Ask Ignacio about breathing, and she’ll share an exercise to build the gift of calm as it dispels toxins and negative thinking. (“Recognize our creator and let it flow through you to create good,” she would say.) Admit to a bitter relationship, and she’ll help to mend it. (“We’re all connected in one consciousness, so look through the eyes of aloha, listen through the ears of aloha.”) If a client is depressed and operating with a “low pilot light,” she loves to fan the little flame.
Teaching is now her passion, she declares, and she’s taught hundreds already. “Lomilomi is a loving touch,” she tells her students, “which we convey through gentle thoughts via our tone and words. Come down from your thinking brain to your heart.”

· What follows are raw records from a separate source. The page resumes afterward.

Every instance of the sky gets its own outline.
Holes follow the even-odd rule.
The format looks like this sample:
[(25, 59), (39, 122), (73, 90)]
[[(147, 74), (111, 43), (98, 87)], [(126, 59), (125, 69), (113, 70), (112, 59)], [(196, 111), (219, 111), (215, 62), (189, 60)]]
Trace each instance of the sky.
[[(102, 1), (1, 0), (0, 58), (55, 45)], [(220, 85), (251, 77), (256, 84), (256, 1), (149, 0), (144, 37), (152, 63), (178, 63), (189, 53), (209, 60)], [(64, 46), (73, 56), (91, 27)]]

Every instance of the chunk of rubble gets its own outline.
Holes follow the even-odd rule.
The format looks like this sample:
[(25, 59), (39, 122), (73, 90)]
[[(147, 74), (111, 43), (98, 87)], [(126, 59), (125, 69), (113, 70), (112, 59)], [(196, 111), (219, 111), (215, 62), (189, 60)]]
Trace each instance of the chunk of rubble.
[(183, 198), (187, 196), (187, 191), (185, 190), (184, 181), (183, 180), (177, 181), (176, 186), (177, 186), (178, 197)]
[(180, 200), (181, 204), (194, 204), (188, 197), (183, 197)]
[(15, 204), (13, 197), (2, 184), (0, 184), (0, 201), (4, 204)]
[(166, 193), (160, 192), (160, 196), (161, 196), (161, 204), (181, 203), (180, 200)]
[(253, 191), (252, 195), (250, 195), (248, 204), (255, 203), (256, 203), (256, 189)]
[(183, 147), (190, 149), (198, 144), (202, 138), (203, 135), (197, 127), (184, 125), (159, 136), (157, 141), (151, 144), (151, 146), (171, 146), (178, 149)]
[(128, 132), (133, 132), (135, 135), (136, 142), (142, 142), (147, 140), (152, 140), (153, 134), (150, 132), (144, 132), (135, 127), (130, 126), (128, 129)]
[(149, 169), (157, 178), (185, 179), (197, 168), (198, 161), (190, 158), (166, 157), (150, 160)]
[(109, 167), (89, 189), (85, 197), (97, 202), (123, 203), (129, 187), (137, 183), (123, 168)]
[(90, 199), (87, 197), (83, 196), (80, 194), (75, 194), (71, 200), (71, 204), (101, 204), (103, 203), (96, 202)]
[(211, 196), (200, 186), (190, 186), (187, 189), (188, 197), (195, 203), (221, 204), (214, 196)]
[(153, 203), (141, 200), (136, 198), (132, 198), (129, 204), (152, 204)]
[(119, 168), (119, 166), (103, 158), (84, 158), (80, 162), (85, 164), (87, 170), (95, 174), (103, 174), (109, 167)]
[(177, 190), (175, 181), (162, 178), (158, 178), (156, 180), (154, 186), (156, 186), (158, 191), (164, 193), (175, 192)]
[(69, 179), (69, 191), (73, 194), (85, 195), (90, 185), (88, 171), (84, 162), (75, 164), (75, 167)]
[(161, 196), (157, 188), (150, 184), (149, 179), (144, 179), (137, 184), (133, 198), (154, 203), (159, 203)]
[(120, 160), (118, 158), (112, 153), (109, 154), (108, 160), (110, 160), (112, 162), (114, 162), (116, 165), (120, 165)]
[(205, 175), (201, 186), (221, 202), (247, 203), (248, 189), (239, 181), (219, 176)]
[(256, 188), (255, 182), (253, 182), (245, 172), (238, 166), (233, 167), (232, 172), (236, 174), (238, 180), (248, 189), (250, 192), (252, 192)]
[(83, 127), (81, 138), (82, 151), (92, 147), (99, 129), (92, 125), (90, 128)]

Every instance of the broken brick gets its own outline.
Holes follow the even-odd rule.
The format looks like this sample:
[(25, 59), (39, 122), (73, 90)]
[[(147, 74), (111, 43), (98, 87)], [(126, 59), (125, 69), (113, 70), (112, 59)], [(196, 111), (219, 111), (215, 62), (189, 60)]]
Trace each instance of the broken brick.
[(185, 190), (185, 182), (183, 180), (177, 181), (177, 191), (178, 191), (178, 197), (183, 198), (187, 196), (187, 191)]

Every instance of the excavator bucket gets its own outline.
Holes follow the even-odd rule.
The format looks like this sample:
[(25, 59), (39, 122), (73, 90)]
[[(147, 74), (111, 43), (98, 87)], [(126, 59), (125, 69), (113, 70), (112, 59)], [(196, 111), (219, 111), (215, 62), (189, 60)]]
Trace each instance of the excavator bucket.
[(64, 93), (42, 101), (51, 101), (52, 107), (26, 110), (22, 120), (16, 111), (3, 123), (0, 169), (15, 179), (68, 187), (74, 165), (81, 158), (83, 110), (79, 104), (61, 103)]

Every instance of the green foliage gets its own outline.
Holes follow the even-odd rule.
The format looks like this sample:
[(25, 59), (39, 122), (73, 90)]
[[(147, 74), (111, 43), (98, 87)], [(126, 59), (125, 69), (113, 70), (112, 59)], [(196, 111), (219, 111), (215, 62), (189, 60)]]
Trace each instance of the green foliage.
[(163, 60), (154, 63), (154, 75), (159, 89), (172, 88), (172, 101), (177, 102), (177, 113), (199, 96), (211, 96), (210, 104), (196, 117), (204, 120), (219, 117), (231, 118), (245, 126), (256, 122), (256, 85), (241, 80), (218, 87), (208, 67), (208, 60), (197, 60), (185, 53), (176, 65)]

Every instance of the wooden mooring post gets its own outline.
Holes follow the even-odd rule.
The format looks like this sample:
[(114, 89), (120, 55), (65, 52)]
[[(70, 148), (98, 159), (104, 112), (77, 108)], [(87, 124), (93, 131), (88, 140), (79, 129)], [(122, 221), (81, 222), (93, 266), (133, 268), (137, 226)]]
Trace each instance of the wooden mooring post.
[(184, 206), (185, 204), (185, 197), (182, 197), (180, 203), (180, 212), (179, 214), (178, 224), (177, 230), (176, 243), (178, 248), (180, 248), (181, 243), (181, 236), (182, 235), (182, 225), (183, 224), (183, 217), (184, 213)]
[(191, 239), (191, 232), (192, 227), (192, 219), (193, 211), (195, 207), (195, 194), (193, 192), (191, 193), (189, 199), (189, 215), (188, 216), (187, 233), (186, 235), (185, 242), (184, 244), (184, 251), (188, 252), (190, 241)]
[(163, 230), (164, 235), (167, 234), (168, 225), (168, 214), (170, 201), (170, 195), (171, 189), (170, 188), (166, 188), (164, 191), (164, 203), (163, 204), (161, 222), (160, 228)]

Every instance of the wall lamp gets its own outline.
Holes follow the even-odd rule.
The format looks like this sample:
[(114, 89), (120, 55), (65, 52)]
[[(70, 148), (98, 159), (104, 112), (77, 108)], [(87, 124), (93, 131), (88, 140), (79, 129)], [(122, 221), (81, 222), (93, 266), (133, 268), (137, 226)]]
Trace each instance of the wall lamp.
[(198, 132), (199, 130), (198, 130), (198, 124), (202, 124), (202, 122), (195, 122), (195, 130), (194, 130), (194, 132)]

Speaking of heart, Ignacio recently reconnected with her teenage flame. Though they were forbidden to date at the time, the two honor students were very close and would journal each other, before following separate paths in life.
Sparked by their 50th Kaimuki High reunion this year, they found each other on the Internet. An engagement ring now sparkles on Ignacio’s left hand, a healing hand that has finally forged its own happiness.
“Life is just a bunch of lessons,” she says, her eyes bright and knowing. “Then you reach the bridge, and the question is whether to cross it or burn it? I think the answer is some of both. It’s important to make things right.”